DPO — direct preference optimization without a reward model

medium

Learn with your AI

Open this lesson in your favourite AI. It'll walk you through the why, explain the demo, and quiz you on the try-it list.

Open in Claude Open in ChatGPT

Why this matters

RLHF (reinforcement learning from human feedback) is powerful but complex: it requires training a separate reward model, then running PPO (proximal policy optimization) — a notoriously unstable RL algorithm — to update the LLM policy. DPO (Direct Preference Optimization) achieves the same goal — making the model prefer 'chosen' responses over 'rejected' ones — without a reward model and without RL. It reformulates the preference learning problem as a supervised classification loss that can be computed directly on the policy. In practice, DPO is simpler to implement, more stable to train, and produces comparable or better results than RLHF on most instruction-following benchmarks.

Demo

DPO sidesteps the reward model by observing that the optimal policy under a KL-constrained RL objective has a closed form: it's proportional to the reference policy scaled by exp(r/β). Substituting that back into the preference probability yields a loss you can compute directly on (prompt, chosen, rejected) triples. The formula -log σ(β · [(log π(c) − log π(r)) − (log π_ref(c) − log π_ref(r))]) says: push the policy to prefer chosen over rejected by a margin larger than the reference already does, with β controlling how aggressively.

import torch
import torch.nn.functional as F

def dpo_loss(policy_chosen_logp, policy_rejected_logp,
             ref_chosen_logp,    ref_rejected_logp,
             beta=0.1):
    """
    DPO loss (Rafailov et al. 2023).
    policy_*_logp : log-prob of chosen/rejected response under the model being trained
    ref_*_logp    : log-prob under the frozen reference model (the SFT checkpoint)
    beta          : KL penalty coefficient — higher = stay closer to reference
    """
    pi_logratios  = policy_chosen_logp  - policy_rejected_logp
    ref_logratios = ref_chosen_logp     - ref_rejected_logp
    logits = beta * (pi_logratios - ref_logratios)
    loss   = -F.logsigmoid(logits).mean()
    return loss

# Toy example: model prefers chosen (as it should after training)
pol_chosen   = torch.tensor([-2.0, -1.5, -1.8])   # log-probs per example
pol_rejected = torch.tensor([-3.5, -3.0, -3.2])
ref_chosen   = torch.tensor([-2.5, -2.0, -2.3])   # reference model
ref_rejected = torch.tensor([-3.0, -2.8, -3.0])
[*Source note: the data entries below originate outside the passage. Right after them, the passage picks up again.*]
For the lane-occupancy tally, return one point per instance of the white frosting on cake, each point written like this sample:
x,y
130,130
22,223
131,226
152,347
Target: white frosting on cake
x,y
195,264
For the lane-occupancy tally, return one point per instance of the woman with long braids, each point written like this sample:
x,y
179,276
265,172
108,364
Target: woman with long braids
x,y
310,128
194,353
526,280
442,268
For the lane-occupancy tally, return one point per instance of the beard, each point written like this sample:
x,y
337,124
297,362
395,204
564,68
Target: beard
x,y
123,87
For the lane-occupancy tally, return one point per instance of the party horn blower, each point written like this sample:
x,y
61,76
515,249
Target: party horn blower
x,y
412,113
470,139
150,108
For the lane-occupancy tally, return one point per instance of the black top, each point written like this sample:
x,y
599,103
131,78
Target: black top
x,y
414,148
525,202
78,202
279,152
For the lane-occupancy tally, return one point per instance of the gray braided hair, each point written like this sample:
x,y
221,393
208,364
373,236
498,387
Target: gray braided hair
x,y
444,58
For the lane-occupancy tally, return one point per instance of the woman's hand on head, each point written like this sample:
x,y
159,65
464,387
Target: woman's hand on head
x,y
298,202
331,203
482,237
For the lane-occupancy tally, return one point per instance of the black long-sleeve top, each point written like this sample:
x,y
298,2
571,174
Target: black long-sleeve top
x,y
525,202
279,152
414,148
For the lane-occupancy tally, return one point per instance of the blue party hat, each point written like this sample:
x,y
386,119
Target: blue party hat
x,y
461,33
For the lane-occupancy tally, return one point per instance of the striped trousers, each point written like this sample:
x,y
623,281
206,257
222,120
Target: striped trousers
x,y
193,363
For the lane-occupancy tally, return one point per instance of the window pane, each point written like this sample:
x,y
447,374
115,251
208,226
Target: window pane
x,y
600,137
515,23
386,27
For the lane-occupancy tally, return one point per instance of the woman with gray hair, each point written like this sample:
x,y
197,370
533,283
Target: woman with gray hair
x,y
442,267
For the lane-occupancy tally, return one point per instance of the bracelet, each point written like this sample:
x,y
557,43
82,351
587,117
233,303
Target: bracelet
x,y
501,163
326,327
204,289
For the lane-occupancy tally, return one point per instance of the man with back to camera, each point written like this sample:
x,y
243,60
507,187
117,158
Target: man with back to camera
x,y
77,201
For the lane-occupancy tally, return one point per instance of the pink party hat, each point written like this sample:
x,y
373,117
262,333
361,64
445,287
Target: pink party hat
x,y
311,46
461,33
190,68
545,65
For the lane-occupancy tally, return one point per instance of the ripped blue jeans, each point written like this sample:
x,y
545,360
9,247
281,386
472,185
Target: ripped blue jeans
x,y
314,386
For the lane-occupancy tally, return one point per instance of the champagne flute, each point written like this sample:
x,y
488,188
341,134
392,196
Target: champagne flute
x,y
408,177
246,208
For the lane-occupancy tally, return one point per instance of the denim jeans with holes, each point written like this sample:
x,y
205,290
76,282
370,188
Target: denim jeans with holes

loss_good = dpo_loss(pol_chosen, pol_rejected, ref_chosen, ref_rejected)
print(f"Loss (policy prefers chosen): {loss_good:.4f}")   # low

# Bad model: prefers rejected
pol_chosen_bad   = torch.tensor([-3.5, -3.0, -3.2])
pol_rejected_bad = torch.tensor([-2.0, -1.5, -1.8])

loss_bad = dpo_loss(pol_chosen_bad, pol_rejected_bad, ref_chosen, ref_rejected)
print(f"Loss (policy prefers rejected): {loss_bad:.4f}")  # high

Run: python3 main.py

Try it yourself

Change beta=0.1 to beta=1.0. How does the loss change for the same logprobs? High beta means the model is heavily penalized for diverging from the reference — it's more conservative. Low beta gives more freedom to change behavior.

Set pol_chosen and pol_rejected to the same values as ref_chosen and ref_rejected. What is the loss? (It should be log(2) ≈ 0.693 — the model predicts equally well for both, which is the starting loss at initialization.)

Look up the DPO dataset format: a preferred (chosen) completion and a rejected completion for the same prompt. Find HuggingFaceH4/ultrafeedback_binarized on HuggingFace and print one example. What does chosen vs rejected look like in practice?

Research SimPO (Simple Preference Optimization) and its key difference from DPO: it removes the reference model entirely. What does it use instead? When would you choose SimPO over DPO?

Prompt your AI

Use these three in order. Each builds on the one before.

1. Basics & terminology

In one paragraph, explain what DPO optimizes: given a preferred response and a rejected response for the same prompt, what does the loss push the model to do? Why is no reward model needed?

2. Why it works (the mechanism)

Walk me through the DPO loss derivation intuitively: what is the `pi_logratios - ref_logratios` term measuring? Why does subtracting the reference log-ratio prevent the model from collapsing to always assigning high probability to short responses?

3. Advanced — application & what's next

I have a dataset of 50K preference pairs (chosen/rejected) collected from human raters. Walk me through the full DPO pipeline: (1) which checkpoint to use as the reference model, (2) whether to run SFT before DPO or not, (3) key hyperparameters (beta, learning rate, batch size), (4) how to evaluate whether DPO improved the model, and (5) a failure mode to watch for (reward hacking, length bias, overfitting to annotator preferences).